Scraping - How can I stop scrapers?

Jul 92007

published by Gary in Blogging with 14 Comments

Joost de Valk noticed, and kindly let me know, that another blog site (colesearchreports.com) is scraping all of Phoenixrealms content.

Example: colesearchreports.com/?p=18267

From the 10’s of thousands of posts they have accumulated in just 3 months, no doubt they are scraping a lot of other sites too.

I have never experienced/suffered from scraping before. If anyone has any ideas how I can stop this, any advice would be greatly appreciated.

Thanks,

Gary.

PS. Thanks Joost

AddThis Social Bookmark ButtonAddThis Feed Button

RSS feed | Trackback URI

14 responses to Scraping - How can I stop scrapers?

Comment by Joost de Valk Subscribed to comments via email
2007-07-10 06:41:00

Nofollow? :P but ehm seriously: email the owner a cease and desist to start with…

Comment by Gary
2007-07-10 10:25:44

You would think this would be a simple task, but no.

The whois does not reveal the site owner nor their contact details. I therefore contacted the hosting company with a polite cease and desist. I have yet to hear back from them, and if I am honest can I really expect to.

Still leaves me with my problem!!

 
 
Comment by SEO Carly Subscribed to comments via email
2007-07-10 10:49:34

Unfortunately it’s difficult, i mean you can block known scraper referers but they can block it etc.

Alot scrape your RSS feeds, so Nofollow all your RSS links and block them with Robots.txt

Comment by Gary
2007-07-10 11:04:41

Hi Carly, I have nofollowed all the RSS links.
Can you give an example of how to block using a robots.txt file?
Thanks, Gary.

 
 
Comment by SEO Carly Subscribed to comments via email
2007-07-10 11:28:40

Hello Gary,

I just took a look and noticed your using Feedburner, i’m not 100% familiar with using it but being on an external domain i think you can only Nofollow them.

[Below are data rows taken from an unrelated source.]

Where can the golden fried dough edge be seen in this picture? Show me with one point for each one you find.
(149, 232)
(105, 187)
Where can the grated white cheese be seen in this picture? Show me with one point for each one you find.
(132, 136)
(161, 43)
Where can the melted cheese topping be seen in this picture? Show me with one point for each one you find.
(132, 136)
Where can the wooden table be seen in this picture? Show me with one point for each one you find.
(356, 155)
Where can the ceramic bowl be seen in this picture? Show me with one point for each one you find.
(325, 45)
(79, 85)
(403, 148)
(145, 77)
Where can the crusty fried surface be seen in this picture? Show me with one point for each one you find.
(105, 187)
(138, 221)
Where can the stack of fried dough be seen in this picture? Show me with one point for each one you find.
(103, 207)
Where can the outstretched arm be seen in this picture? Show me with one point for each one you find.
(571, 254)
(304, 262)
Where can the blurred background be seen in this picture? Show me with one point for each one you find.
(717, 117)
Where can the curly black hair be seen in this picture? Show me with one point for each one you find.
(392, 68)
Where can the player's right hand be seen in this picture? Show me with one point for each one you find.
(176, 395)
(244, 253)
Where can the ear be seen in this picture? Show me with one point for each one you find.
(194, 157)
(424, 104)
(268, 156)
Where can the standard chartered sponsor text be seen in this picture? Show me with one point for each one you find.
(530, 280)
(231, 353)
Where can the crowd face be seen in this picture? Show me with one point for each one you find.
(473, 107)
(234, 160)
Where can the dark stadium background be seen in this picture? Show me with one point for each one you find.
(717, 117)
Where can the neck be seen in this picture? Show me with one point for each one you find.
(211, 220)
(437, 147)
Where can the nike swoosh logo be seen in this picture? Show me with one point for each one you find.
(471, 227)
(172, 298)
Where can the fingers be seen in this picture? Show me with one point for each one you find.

Actually come to think of it i think there’s a “noindex” feature in Feedburner under the Publicize section, this would be akin to using Robots.txt

It’s good to do regardless due to duplicate content issues, and the possibility of the feed appearing in the serp’s above the actual article page etc.

That’s how alot of these scrapers work, they grab the RSS feeds on Auto-pilot then post it to their blogs. Not many actually spider your regular page (too much “noise” text such as menu elements, advertising, latest post links etc)

I’d say the guy doesn’t even check the blog unless the Adsense eranings dissapear. After having another look at their site, i’d bet on the fact he’s pulling your contant via RSS.

Hope this helps.

Comment by Gary
2007-07-10 11:38:37

I have now set feedburner to nofollow. Thanks for pointing that out.

I will monitor my post over the next couple of weeks and see if that stops the scraping.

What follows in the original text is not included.